Discussion on root cause analysis of JDK-7052625 : com/sun/net/httpserver/bugs/6725892/Test.java fails intermittently

Mon Feb 17 16:51:30 UTC 2014

Hi,

I would like to discuss my current root cause analysis of JDK-7052625  : 
com/sun/net/httpserver/bugs/6725892/Test.java fails intermittently

As JDK-6725892 <https://bugs.openjdk.java.net/browse/JDK-6725892> 
stated, the purpose of this regression test is testing bad http 
connections can be handled correctly which including
+ send no request
+ send an incomplete request
+ fail to read the response completely.

test3() method will start 20 threads for each type listed above at same 
time. So totally 60 threads started in test3(). Each thread will open 
connection to httpserver and simulate the normal or bad http request to 
see if http server can handle them correctly. (20 threads for incomplete 
read, 20 threads for incomplete write, 20 threads for read/write normal 
case)

Those threads will be started at same time. Among them, 40 threads using 
sleep to simulate bad request.

The http server created by the following api call :
s1 = HttpServer.create (addr, 0);

According API doc 
<http://docs.oracle.com/javase/7/docs/api/java/net/ServerSocket.html#ServerSocket%28int%29> 
and ServerSocket.java source code, the second parameter is backlog of 
socket which is the maximum number of queued incoming connections to 
allow on the listening socket. Queued TCP connections exceeding this 
limit may be rejected by the TCP implementation.. The default value 50 
will be used if it was set to zero (See api doc 
<http://docs.oracle.com/javase/7/docs/api/java/net/ServerSocket.html#ServerSocket%28int%29> 
and ServerSocket.java )).

Since in test3(), 40 threads out of total 60 threads will simulate bad 
http request by sleeping either at reading or writing, there could be a 
very little possibility that httpserver 's socket connection queue reach 
his limit (50 for default value) and some tcp connection will be rest at 
that situation.

This could be the root cause of this intermittently failure.

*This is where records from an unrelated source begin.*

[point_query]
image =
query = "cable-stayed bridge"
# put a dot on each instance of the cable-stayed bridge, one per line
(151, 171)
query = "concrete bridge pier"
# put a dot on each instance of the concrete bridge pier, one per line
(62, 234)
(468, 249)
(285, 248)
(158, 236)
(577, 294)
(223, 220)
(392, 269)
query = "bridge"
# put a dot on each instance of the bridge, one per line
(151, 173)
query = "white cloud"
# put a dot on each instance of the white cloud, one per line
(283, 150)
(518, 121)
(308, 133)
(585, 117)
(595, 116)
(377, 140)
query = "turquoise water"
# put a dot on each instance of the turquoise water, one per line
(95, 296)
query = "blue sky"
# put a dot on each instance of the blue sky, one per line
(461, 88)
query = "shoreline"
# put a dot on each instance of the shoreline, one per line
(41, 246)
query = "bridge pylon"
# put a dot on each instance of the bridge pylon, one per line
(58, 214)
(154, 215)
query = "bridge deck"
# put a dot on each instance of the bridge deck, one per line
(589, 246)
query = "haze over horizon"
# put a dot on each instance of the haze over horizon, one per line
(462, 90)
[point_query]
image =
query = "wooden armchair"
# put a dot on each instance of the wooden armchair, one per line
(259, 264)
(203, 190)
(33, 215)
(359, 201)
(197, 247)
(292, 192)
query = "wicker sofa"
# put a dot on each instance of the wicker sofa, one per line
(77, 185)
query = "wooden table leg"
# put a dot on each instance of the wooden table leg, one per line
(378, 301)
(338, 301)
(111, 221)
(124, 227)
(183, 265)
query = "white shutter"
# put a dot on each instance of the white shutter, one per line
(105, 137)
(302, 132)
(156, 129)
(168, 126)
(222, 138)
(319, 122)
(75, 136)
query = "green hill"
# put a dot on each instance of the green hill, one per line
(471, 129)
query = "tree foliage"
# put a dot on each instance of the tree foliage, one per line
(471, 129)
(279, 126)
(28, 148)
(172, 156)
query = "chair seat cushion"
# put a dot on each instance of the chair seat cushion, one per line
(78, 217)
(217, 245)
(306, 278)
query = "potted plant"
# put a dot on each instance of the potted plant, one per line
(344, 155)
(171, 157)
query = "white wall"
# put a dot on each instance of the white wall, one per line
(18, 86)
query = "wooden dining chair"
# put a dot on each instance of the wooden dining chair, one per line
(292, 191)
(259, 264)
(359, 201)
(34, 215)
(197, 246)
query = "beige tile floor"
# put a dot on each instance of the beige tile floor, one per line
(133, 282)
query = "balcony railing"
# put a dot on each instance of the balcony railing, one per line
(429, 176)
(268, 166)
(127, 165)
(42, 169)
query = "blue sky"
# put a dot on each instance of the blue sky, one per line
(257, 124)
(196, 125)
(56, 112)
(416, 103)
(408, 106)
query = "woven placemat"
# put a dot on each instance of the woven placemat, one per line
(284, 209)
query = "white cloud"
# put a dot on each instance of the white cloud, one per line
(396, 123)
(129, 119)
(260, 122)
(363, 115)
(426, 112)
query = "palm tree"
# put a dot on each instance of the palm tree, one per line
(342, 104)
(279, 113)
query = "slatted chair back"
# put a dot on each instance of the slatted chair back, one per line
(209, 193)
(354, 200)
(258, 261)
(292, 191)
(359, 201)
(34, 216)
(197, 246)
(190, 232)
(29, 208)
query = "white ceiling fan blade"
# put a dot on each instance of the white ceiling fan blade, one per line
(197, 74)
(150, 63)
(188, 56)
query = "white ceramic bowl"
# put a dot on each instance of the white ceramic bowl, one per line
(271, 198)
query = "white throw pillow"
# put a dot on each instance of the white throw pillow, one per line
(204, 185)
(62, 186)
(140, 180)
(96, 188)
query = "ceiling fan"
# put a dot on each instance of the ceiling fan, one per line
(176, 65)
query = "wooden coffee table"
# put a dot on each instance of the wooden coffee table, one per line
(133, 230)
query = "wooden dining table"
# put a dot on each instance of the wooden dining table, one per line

Test result of the original version :
0 failure on Linux for 10000 runs.
0 failure on solaris for 10000 runs.
6 failure on windows for 10000 runs
28 failures on mac for 10000 runs

By increasing the thread number of bad request, we can observe that the 
frequency of failure will be increased.

Test result of fix version in which backlog of httpserver was changed 
from 0 to 100.
0 failure on Linux for 10000 runs.
0 failure on solaris for 10000 runs.
0 failure on windows for 10000 runs
0 failures on mac for 10000 runs

It seems to me that using default 0 for backlog of httpserver could be 
root cause of this intermittently failure.
Are we comfortable with this analysis? If it is the root cause, could 
setting backlog as 100 be a suggest fix?

Thanks,
Michael Cui